Speed is an integral part of White’s game, and the up-and-down style played at summer league feeds into it. The Bulls weren’t particularly fast last season—they were only 20th in pace and averaged the 18th-most fast-break points. It’d be surprising if coach Jim Boylen, a Gregg Popovich disciple and a disciplinarian, ever revved up the engine and let White run. But the Bulls now have a deep bench of athletes—Lauri Markkanen, Wendell Carter Jr., Zach LaVine, Otto Porter Jr.—to get out in transition more often.

White has a clear opportunity to be the one leading the break. The Bulls technically have a starting point guard in Kris Dunn, but he’s struggled since arriving in the 2017 trade that sent Jimmy Butler to Minnesota. It’s why the team went out and signed Tomas Satoransky for three years and $30 million in free agency. The key for White, though, may be to play less like Dunn—a straight-ahead, drive-and-dish point guard—and more like a combo guard. With a lot of players who can handle the ball—including LaVine, who had a 30.5 usage percentage last season—White may be asked to hit a catch-and-shoot 3 as often as he is to initiate the offense.
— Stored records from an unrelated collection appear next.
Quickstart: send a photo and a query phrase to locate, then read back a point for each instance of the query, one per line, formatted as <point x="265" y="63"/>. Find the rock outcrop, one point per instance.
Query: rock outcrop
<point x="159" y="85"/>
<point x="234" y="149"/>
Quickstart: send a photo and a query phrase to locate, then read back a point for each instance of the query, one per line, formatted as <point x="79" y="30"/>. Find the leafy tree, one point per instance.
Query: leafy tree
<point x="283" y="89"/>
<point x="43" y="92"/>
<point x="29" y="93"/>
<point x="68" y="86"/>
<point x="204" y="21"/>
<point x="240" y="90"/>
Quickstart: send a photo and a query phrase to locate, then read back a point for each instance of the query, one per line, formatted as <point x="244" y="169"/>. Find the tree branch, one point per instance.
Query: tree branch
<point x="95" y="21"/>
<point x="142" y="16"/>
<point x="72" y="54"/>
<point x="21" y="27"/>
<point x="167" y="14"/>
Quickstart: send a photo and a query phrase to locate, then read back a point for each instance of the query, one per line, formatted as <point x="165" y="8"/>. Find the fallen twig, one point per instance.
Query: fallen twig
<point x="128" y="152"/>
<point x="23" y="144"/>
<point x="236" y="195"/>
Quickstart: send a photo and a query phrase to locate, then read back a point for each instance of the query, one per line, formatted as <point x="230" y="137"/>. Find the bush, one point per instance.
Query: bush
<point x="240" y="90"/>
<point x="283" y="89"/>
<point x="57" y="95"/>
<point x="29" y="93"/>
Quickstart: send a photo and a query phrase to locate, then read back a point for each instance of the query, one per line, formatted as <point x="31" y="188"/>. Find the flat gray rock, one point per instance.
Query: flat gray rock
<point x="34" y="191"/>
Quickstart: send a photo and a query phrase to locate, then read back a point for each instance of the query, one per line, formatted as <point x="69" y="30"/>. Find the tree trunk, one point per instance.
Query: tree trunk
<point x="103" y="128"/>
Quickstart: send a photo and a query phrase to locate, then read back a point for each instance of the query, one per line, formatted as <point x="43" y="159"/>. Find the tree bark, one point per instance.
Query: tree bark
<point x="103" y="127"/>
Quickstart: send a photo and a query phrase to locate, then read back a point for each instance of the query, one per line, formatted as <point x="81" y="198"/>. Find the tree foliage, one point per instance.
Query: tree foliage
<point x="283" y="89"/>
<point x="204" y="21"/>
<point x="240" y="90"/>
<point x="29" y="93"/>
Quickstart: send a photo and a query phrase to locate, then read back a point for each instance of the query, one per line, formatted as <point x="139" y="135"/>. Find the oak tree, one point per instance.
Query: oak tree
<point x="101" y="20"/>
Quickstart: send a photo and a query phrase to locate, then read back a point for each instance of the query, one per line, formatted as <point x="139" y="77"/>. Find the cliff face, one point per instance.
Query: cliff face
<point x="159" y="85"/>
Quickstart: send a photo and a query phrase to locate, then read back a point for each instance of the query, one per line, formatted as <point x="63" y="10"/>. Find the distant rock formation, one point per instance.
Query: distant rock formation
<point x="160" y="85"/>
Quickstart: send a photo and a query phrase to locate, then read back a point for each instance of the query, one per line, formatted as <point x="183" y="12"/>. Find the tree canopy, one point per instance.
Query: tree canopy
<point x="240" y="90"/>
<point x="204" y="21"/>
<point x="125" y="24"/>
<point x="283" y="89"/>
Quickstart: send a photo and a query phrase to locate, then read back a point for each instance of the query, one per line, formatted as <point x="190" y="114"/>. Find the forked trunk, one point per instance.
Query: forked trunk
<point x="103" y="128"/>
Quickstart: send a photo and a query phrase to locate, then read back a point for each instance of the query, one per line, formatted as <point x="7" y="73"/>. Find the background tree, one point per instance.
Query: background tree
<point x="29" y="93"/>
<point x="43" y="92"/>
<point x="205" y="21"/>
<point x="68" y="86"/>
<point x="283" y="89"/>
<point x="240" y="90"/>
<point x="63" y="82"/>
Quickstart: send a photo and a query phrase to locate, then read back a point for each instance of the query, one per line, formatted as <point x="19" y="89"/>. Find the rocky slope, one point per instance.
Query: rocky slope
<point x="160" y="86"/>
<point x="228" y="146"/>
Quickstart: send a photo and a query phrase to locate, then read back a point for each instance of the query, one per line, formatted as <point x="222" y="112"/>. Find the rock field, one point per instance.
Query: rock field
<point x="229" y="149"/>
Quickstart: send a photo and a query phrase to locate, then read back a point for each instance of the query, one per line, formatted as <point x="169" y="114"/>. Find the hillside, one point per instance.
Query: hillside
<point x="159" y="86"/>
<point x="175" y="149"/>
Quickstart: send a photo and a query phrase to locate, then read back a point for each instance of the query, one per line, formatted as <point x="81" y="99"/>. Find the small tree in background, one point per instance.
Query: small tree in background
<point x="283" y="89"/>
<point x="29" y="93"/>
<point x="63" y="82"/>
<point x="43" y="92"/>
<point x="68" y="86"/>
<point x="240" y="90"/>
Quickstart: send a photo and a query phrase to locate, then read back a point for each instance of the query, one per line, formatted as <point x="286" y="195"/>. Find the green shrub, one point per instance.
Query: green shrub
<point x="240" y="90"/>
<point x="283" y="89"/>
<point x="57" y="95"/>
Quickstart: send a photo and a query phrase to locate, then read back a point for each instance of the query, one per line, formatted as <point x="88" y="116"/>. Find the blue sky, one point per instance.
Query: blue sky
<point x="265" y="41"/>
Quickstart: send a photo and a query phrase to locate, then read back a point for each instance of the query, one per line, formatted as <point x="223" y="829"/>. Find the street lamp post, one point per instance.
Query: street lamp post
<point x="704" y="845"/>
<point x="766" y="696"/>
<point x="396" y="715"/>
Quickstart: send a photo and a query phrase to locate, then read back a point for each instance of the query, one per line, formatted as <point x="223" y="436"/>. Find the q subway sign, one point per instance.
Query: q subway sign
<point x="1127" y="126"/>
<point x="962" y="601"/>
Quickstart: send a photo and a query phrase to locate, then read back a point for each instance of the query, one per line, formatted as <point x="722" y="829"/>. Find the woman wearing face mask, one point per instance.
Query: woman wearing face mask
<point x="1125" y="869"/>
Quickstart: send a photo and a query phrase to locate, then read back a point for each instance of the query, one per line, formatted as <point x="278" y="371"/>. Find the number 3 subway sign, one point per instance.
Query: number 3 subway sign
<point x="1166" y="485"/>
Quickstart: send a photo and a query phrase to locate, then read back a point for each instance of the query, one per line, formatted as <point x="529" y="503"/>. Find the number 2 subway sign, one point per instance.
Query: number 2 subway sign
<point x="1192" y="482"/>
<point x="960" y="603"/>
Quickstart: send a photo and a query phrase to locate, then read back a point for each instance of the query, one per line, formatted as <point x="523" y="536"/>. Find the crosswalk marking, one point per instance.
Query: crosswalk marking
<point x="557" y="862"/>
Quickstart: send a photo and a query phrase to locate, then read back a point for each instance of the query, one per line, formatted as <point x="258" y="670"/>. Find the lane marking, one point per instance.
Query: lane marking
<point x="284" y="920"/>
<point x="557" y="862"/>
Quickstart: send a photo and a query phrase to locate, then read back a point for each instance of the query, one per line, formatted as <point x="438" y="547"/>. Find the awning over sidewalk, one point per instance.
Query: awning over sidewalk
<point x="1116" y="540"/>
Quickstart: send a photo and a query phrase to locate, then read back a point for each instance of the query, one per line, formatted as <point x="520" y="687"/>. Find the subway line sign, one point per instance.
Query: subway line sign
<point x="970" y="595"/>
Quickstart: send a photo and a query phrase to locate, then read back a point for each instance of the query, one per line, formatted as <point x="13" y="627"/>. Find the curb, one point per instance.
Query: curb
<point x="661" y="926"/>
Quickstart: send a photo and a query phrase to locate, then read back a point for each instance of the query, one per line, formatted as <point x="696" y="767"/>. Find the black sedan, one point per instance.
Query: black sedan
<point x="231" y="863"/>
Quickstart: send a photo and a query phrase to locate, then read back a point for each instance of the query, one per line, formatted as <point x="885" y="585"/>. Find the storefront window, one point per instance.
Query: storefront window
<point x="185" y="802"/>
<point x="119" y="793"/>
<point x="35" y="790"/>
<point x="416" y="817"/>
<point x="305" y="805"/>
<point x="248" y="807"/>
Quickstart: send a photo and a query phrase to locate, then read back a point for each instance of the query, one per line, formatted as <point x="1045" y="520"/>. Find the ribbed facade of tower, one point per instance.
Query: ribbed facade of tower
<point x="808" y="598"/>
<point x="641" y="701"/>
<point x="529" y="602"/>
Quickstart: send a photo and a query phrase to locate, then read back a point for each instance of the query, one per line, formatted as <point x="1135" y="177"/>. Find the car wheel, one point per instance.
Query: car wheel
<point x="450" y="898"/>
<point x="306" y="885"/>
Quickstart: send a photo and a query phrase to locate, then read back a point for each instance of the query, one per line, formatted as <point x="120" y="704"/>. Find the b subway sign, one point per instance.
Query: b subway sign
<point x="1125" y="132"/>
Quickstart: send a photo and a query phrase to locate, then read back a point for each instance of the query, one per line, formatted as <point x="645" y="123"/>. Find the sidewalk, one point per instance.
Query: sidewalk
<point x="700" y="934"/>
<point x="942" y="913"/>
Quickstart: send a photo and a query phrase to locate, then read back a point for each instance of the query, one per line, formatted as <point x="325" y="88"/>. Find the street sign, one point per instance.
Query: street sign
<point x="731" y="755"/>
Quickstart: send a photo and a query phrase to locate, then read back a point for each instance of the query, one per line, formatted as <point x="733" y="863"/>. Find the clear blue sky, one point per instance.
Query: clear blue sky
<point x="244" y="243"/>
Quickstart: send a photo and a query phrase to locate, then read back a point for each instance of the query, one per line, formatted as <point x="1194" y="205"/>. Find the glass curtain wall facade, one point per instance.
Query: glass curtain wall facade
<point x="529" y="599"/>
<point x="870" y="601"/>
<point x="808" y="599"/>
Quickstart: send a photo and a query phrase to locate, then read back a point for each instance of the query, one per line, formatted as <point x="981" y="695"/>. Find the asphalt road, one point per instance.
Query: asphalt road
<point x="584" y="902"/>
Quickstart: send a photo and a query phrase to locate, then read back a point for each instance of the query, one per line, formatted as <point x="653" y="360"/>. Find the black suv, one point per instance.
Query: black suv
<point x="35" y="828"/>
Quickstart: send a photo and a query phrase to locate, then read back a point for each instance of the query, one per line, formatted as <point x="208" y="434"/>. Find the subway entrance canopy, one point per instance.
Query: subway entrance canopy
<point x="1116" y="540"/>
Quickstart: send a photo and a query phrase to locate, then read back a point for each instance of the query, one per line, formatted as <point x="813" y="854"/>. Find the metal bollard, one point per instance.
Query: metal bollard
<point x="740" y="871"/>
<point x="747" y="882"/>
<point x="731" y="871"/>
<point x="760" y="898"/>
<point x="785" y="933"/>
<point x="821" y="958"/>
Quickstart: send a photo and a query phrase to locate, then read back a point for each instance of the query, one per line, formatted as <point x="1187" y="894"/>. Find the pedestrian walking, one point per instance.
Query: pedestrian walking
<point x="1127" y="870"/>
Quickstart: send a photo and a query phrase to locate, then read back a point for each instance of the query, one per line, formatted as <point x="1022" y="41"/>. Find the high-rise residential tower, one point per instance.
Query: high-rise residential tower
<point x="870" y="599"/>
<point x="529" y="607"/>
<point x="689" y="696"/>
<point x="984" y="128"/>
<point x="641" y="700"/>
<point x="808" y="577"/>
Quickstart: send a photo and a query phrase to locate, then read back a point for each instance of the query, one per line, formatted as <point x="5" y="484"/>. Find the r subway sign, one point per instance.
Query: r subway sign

White hit only 35 percent from deep at UNC, but he did so at a high volume (6.6 attempts per game). He also shot 80 percent at the free throw line, which is often a good indicator of NBA 3-point success. White’s 3-point stroke has been off in Vegas so far; he made none of his first 11 attempts. So when he drilled two 3s in the second quarter of a blowout loss to the Pelicans, a weight lifted off his shoulders.

“We want him to get as many game shots and game reads as possible. That’s what all of this is about,” Loenser said. “Some of these guys he’s going to play with, some of these guys he’s not, but it’s still within our system. So it’s important to get as many of these shots and these game reps as possible.”

Time and work and patience are necessary. White knows this. The Bulls seemingly do too.

“They’re accepting that I have a long way to go and that I’m learning, so it’s been great for me,” White said.

White and his hair have indeed stood out through the first week of summer league, but on a team of young veterans looking to finally move up from the Eastern Conference basement, the key to success for his rookie season will be how well he fits in.